A hotel on the banks of the Colorado. Woh!

There are a great many beautiful and unusual towns and cities in the world, there are volcanoes, there are valleys and canyons, and islands and lakes. There are also of course rivers: loads of them – all different. There are the grandiose, like the super-wide Amazon with its adjacent jungles, anacondas, piranhas, crocodiles and other underwater perils. There’s the Nile (haven’t seen it myself) – running through the desert, also with crocs, and with 1001 ancient human stories to tell. There’s the Mississippi and all that Tom Sawyer-ness. There’s the Danube and Rhine (and the Lorelei and attendant songs about soldiers fallen in battle). There’s the Yellow River with its unfathomable intensity (also haven’t seen yet), there’s the Lena with its endlessness and Pillars running alongside. Yes, the list is long. // Can you help me continue the list?…
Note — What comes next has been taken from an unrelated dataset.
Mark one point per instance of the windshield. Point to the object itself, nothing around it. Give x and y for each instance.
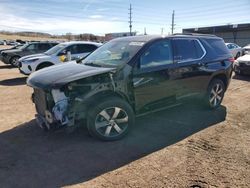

There’s another river – a rather unique one – in southwestern USA (and northwestern Mexico). It’s called the Colorado River. It’s so impressive they went and named a state after it. Its uniqueness flows from how it has cut through the rocky landscapes of several US states – Colorado, Utah, Nevada and California. Check it.

Much of what I snapped for my recent posts from Utah was made, literally, by the Colorado River. This river also happens to supply the water for a whole five states, and one particularly parched city of note (built bang in the middle of a desert): Las Vegas. I sometimes wonder how on earth this river hasn’t dried up completely yet.

It was the Colorado that over thousands (millions?) of years dried up the internal sea-lake of the West of Northern America. It was the Colorado that etched the most incredibly beautiful wrinkles – canyons – into the face of this particularly rocky part of the North American continent. Some sections of rock however wouldn’t be worn down, no matter how hard the river tried, and these still stand today, towering up above the canyons. The landscapes here are just astonishing. They’re difficult to describe. You need to experience it first hand to believe it really. Which I recommend you all do one day!